KAFKA-18683: Handle slicing of file records for updated start position

apoorvmittal10 · apoorvmittal10 · commit edec69762137 · 2025-01-31T10:28:57.000Z
diff --git a/clients/src/main/java/org/apache/kafka/common/record/FileRecords.java b/clients/src/main/java/org/apache/kafka/common/record/FileRecords.java
@@ -161,7 +161,9 @@ private int availableBytes(int position, int size) {
 
         if (position < 0)
             throw new IllegalArgumentException("Invalid position: " + position + " in read from " + this);
-        if (position > currentSizeInBytes - start)
+        // position should always be relative to the start of the file hence compare with file size
+        // to verify if the position is within the file.
+        if (position > currentSizeInBytes)
             throw new IllegalArgumentException("Slice from position " + position + " exceeds end position of " + this);
         if (size < 0)
             throw new IllegalArgumentException("Invalid size: " + size + " in read from " + this);
diff --git a/clients/src/test/java/org/apache/kafka/common/record/FileRecordsTest.java b/clients/src/test/java/org/apache/kafka/common/record/FileRecordsTest.java
@@ -44,6 +44,7 @@
 import java.util.concurrent.ExecutorService;
 import java.util.concurrent.Executors;
 import java.util.concurrent.Future;
+import java.util.stream.IntStream;
 
 import static java.util.Arrays.asList;
 import static org.apache.kafka.common.utils.Utils.utf8;
@@ -433,6 +434,38 @@ public void testSearchForTimestamp() throws IOException {
         }
     }
 
+    /**
+     * Test slice when already sliced file records have start position greater than available bytes
+     * in the file records.
+     */
+    @Test
+    public void testSliceForAlreadySlicedFileRecords() throws IOException {
+        byte[][] values = new byte[][] {
+            "abcd".getBytes(),
+            "efgh".getBytes(),
+            "ijkl".getBytes(),
+            "mnop".getBytes(),
+            "qrst".getBytes()
+        };
+        try (FileRecords fileRecords = createFileRecords(values)) {
+            List<RecordBatch> items = batches(fileRecords.slice(0, fileRecords.sizeInBytes()));
+
+            // Slice from fourth message until the end.
+            int position = IntStream.range(0, 3).map(i -> items.get(i).sizeInBytes()).sum();
+            FileRecords sliced  = fileRecords.slice(position, fileRecords.sizeInBytes() - position);
+            assertEquals(fileRecords.sizeInBytes() - position, sliced.sizeInBytes());
+            assertEquals(items.subList(3, items.size()), batches(sliced), "Read starting from the fourth message");
+
+            // Further slice the already sliced file records, from fifth message until the end.

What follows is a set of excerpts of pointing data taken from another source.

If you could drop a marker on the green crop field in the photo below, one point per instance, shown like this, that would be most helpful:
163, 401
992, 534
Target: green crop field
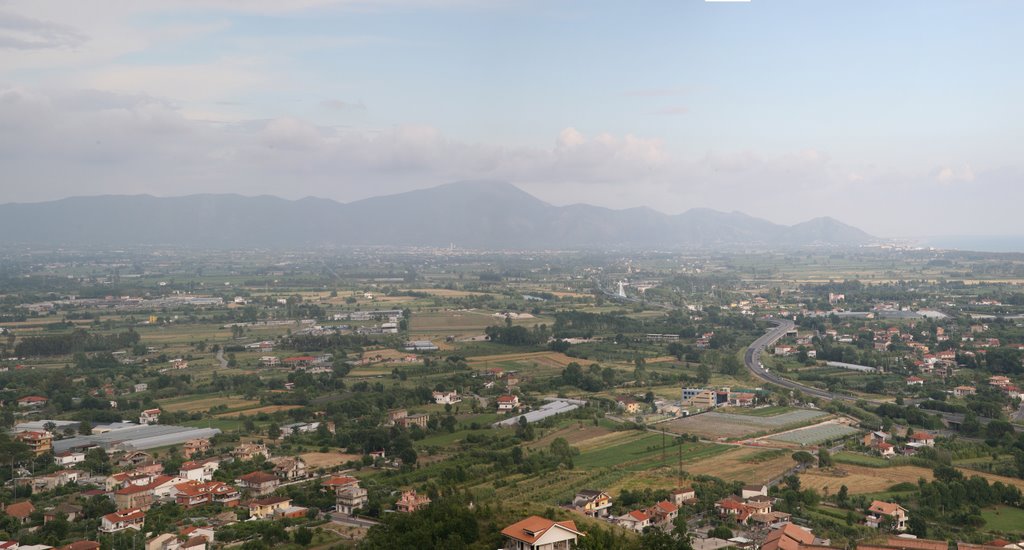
645, 452
1004, 519
860, 460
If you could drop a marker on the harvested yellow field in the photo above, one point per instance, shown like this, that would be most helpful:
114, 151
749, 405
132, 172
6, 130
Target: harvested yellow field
865, 479
269, 409
551, 358
738, 465
446, 293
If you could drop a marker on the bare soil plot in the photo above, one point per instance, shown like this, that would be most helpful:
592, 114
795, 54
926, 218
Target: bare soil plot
327, 460
722, 425
448, 293
552, 358
861, 478
269, 409
193, 405
585, 437
741, 465
815, 434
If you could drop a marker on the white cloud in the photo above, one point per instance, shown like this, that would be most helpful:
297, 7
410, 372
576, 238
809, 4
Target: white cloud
950, 174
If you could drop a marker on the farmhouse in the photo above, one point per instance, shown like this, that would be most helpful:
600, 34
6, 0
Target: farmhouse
592, 503
962, 391
411, 502
446, 397
508, 403
892, 510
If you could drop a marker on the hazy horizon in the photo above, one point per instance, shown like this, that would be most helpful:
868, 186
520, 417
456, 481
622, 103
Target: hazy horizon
898, 119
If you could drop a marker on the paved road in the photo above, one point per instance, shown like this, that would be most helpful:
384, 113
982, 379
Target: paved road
339, 517
752, 358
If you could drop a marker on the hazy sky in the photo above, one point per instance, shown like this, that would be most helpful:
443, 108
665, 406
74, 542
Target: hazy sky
902, 118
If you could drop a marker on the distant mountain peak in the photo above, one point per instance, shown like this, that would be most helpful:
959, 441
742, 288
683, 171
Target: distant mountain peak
485, 214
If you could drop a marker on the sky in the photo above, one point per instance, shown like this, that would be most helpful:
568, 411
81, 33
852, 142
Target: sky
901, 118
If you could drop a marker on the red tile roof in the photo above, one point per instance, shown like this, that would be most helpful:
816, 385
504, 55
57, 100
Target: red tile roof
531, 529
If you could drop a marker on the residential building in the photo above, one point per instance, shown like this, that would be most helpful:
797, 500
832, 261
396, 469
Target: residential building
636, 520
40, 442
923, 438
69, 458
788, 537
195, 447
507, 404
22, 511
754, 491
289, 469
192, 494
348, 495
32, 402
258, 482
683, 496
446, 397
537, 533
199, 470
411, 502
150, 416
250, 451
132, 497
269, 507
394, 416
897, 513
414, 420
663, 512
592, 503
122, 519
963, 391
629, 406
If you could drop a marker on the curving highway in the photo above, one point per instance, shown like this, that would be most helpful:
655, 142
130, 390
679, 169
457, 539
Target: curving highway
752, 357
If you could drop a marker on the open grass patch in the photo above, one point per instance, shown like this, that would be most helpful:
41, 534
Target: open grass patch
1004, 519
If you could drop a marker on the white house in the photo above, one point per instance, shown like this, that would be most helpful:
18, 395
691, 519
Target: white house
636, 520
446, 397
537, 533
69, 458
508, 403
199, 471
150, 416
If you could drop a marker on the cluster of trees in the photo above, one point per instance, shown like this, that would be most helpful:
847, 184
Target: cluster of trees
75, 341
593, 379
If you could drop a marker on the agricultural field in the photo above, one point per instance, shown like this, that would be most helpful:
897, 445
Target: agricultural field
269, 409
860, 479
643, 452
747, 464
727, 426
1004, 519
327, 460
826, 431
534, 363
203, 404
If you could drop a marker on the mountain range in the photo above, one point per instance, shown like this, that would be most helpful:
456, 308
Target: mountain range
470, 214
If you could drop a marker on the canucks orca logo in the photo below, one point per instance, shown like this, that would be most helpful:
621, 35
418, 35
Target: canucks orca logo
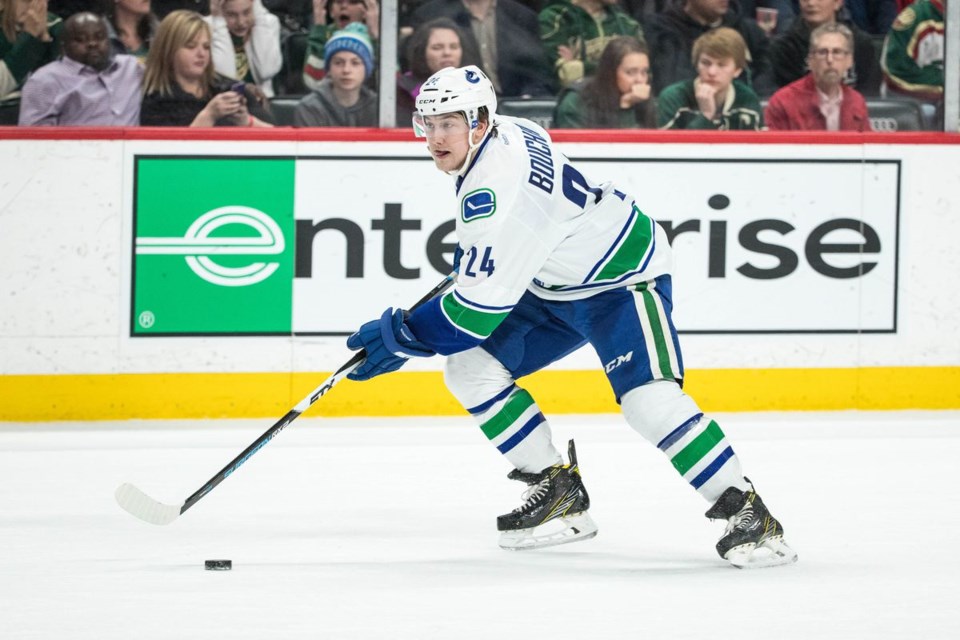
478, 204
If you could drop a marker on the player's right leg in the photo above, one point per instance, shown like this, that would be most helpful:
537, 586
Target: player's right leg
555, 504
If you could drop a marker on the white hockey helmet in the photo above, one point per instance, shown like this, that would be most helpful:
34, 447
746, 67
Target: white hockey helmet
457, 89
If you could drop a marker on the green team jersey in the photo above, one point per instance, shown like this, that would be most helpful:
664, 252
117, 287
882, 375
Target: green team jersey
566, 24
677, 109
912, 58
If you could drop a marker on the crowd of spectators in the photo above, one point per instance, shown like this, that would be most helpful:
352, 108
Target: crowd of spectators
669, 64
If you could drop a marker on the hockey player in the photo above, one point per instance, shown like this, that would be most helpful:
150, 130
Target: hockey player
552, 260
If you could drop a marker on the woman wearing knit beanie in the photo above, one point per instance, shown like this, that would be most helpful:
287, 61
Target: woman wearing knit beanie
341, 99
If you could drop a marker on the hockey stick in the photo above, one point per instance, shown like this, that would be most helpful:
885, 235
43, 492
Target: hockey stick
139, 504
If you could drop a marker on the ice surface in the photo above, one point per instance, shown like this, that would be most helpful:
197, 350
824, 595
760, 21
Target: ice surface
385, 529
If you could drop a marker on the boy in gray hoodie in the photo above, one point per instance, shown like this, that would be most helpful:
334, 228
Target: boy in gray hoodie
341, 99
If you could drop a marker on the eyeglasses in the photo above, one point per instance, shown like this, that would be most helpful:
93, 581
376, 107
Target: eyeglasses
823, 53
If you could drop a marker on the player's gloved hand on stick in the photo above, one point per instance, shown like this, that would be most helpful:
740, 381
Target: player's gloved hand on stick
389, 344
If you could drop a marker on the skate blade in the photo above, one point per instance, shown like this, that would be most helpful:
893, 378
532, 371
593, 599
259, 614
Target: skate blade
773, 552
564, 530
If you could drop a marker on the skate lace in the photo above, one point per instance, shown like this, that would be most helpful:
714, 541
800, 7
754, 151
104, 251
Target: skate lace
533, 496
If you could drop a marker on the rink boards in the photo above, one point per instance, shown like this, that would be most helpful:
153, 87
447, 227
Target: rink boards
161, 278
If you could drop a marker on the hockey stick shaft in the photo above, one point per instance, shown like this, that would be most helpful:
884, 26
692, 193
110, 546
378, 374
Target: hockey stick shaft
144, 503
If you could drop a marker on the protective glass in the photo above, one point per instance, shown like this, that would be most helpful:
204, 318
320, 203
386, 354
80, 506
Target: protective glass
441, 125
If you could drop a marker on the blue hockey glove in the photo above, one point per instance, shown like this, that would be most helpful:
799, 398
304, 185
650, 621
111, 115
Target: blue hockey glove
389, 344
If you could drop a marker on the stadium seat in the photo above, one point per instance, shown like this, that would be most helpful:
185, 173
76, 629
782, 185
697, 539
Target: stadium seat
290, 79
540, 110
895, 114
282, 108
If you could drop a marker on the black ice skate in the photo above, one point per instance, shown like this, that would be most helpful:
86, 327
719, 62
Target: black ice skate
753, 538
554, 511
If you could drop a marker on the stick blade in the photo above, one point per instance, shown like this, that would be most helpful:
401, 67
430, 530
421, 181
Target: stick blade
140, 505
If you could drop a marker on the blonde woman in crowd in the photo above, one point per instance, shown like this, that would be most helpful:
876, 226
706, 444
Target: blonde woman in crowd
180, 86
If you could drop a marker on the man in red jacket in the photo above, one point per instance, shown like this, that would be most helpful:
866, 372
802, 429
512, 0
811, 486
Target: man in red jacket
820, 101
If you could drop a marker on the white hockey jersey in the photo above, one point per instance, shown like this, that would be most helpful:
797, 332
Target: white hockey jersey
529, 220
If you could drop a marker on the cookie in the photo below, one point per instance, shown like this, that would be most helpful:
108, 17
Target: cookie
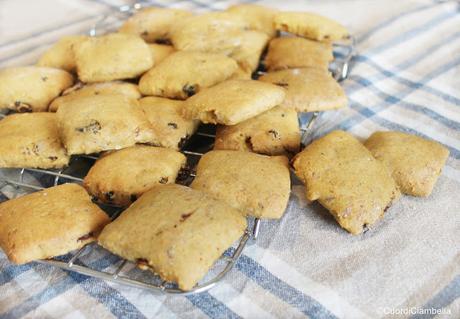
114, 56
414, 162
260, 18
184, 73
274, 132
153, 24
127, 89
31, 88
60, 55
233, 101
49, 223
258, 185
247, 54
310, 25
175, 231
308, 89
170, 129
160, 51
123, 176
103, 122
212, 32
346, 179
31, 140
294, 52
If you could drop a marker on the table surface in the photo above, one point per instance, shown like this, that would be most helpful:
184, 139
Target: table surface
406, 77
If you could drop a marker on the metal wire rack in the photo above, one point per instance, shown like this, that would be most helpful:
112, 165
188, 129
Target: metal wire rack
121, 271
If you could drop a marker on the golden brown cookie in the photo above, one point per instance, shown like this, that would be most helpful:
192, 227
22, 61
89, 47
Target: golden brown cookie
260, 18
123, 176
414, 162
258, 185
31, 88
294, 52
60, 55
344, 177
103, 122
310, 25
153, 24
233, 101
127, 89
170, 129
274, 132
184, 73
31, 140
114, 56
175, 231
160, 51
308, 89
49, 223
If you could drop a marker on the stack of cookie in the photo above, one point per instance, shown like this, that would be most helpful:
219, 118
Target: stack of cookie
138, 94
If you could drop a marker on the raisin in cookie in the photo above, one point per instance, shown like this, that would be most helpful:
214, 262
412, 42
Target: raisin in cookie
308, 89
60, 55
175, 231
170, 129
344, 177
153, 24
127, 89
49, 223
310, 25
233, 101
31, 88
110, 57
31, 140
274, 132
122, 176
103, 122
184, 73
414, 162
294, 52
258, 185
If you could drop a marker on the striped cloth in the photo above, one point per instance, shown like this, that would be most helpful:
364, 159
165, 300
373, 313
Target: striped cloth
405, 77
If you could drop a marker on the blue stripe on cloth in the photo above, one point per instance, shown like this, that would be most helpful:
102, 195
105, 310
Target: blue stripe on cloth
370, 114
391, 100
442, 299
211, 306
282, 290
388, 22
443, 17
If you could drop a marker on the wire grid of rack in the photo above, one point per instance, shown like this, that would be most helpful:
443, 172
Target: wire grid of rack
87, 260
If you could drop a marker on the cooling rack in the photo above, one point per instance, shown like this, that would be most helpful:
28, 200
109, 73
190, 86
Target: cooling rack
93, 260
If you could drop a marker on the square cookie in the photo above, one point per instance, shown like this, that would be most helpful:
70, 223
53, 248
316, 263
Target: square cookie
260, 18
153, 24
114, 56
294, 52
184, 73
175, 231
170, 129
258, 185
308, 89
274, 132
120, 177
31, 88
233, 101
310, 25
346, 179
31, 140
49, 223
414, 162
127, 89
98, 123
60, 55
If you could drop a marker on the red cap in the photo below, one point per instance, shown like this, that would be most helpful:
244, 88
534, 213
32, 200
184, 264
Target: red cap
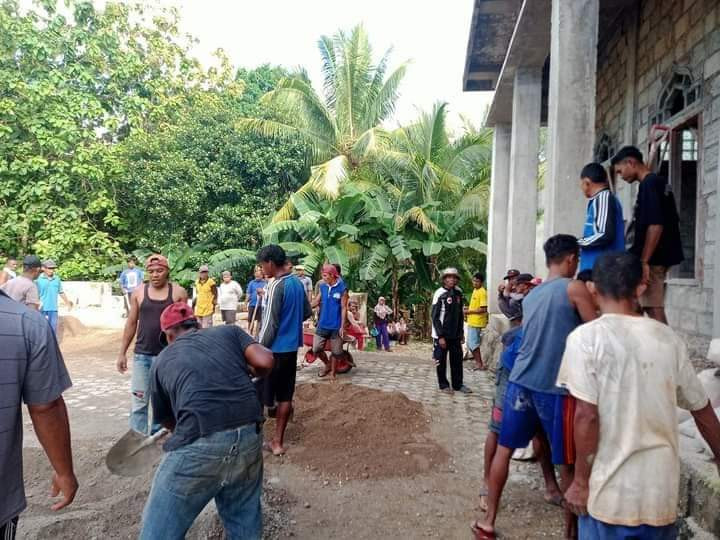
157, 260
330, 269
175, 314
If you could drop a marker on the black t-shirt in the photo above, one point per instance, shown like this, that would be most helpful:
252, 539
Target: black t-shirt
202, 381
655, 205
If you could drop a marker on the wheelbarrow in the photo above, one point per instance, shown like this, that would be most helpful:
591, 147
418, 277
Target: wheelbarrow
343, 364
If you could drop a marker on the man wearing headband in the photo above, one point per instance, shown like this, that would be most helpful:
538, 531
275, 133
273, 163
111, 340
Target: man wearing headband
332, 299
146, 305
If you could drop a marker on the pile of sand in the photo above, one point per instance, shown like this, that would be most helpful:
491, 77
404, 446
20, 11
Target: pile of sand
351, 432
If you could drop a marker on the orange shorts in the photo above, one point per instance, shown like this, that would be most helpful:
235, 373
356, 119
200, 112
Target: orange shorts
654, 295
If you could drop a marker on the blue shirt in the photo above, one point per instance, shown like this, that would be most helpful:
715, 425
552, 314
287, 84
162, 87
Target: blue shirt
331, 305
131, 279
286, 309
604, 230
548, 319
252, 288
511, 340
49, 290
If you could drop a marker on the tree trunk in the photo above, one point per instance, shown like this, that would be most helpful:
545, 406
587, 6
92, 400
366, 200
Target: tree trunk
395, 293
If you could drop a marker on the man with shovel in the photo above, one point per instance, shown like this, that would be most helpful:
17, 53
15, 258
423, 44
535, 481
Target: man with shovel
201, 389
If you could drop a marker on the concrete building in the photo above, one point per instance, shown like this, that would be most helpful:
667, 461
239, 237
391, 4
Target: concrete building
599, 74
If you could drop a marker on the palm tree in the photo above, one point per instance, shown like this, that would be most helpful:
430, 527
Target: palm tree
343, 127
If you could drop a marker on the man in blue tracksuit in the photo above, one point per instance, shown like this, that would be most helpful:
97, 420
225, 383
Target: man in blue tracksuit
604, 230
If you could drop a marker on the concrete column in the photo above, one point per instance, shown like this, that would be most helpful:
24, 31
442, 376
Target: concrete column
497, 230
714, 352
522, 205
571, 111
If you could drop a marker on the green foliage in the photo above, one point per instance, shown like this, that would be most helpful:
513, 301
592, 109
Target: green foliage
112, 137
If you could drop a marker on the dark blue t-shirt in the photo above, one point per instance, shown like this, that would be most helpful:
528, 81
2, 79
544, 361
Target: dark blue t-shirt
331, 305
252, 288
203, 383
287, 307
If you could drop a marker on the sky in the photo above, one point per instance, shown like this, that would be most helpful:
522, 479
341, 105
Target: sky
433, 35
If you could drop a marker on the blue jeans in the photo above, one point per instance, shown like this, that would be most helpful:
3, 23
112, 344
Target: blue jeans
226, 466
52, 318
590, 528
140, 394
382, 339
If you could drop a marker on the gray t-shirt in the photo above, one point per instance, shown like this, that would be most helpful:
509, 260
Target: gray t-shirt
31, 370
23, 290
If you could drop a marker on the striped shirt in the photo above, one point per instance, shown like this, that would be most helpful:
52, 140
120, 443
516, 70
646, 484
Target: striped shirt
31, 370
286, 308
604, 230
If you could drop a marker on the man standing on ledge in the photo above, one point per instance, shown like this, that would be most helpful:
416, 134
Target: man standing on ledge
654, 233
146, 305
447, 332
282, 333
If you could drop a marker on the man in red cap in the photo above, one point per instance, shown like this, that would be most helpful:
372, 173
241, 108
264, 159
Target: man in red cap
146, 304
201, 389
332, 299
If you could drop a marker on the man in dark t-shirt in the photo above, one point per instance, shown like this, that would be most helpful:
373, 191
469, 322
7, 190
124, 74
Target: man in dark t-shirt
654, 234
201, 389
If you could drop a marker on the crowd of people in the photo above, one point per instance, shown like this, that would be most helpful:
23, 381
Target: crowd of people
584, 377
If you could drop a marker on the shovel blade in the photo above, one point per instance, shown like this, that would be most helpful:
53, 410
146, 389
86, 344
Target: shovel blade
132, 455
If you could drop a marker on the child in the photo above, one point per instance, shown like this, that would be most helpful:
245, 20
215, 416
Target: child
628, 373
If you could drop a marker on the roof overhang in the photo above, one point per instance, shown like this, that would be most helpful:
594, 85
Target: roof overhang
490, 31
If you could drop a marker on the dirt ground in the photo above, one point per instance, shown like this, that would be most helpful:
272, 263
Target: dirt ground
362, 463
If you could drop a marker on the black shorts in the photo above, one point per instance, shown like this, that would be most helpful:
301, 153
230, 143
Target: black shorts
282, 378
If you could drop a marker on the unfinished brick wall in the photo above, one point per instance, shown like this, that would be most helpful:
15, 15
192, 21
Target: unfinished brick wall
670, 33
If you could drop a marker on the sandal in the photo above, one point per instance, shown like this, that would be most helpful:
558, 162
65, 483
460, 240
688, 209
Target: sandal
482, 534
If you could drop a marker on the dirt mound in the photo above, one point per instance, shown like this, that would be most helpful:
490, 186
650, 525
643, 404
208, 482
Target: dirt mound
353, 432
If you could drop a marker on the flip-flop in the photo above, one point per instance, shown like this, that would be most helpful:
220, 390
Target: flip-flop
482, 534
268, 448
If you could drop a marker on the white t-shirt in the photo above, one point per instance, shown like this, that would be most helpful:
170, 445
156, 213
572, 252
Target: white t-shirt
229, 295
636, 370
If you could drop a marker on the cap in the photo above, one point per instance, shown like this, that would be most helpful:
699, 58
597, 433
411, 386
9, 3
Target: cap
330, 269
157, 260
31, 261
174, 314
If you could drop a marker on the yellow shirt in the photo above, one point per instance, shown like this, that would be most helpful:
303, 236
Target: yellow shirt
478, 300
204, 305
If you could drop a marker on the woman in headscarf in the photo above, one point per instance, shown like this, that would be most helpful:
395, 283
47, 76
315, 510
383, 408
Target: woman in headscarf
382, 311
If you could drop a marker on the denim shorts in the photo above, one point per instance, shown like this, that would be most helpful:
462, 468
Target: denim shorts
590, 528
526, 412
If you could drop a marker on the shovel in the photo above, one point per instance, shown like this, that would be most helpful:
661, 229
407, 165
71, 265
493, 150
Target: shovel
135, 453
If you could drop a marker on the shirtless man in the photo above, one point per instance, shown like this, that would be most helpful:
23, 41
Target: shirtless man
146, 305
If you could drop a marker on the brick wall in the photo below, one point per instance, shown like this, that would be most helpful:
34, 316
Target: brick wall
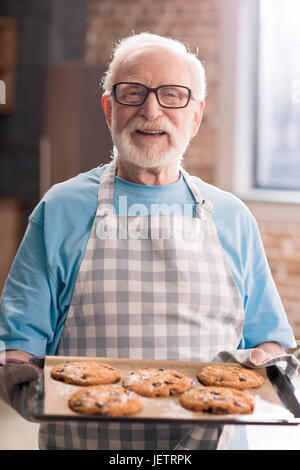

Now the
+            // bytes available in the sliced file records are less than the start position. However, the
+            // position to slice is relative hence reset position to first batch in the sliced file records.
+            position = items.get(4).sizeInBytes();
+            FileRecords finalSliced = sliced.slice(position, sliced.sizeInBytes() - position);
+            assertEquals(sliced.sizeInBytes() - position, finalSliced.sizeInBytes());
+            assertEquals(items.subList(4, items.size()), batches(finalSliced), "Read starting from the fifth message");
+        }
+    }
+
     private void testSearchForTimestamp(RecordVersion version) throws IOException {
         File temp = tempFile();
         FileRecords fileRecords = FileRecords.open(temp, false, 1024 * 1024, true);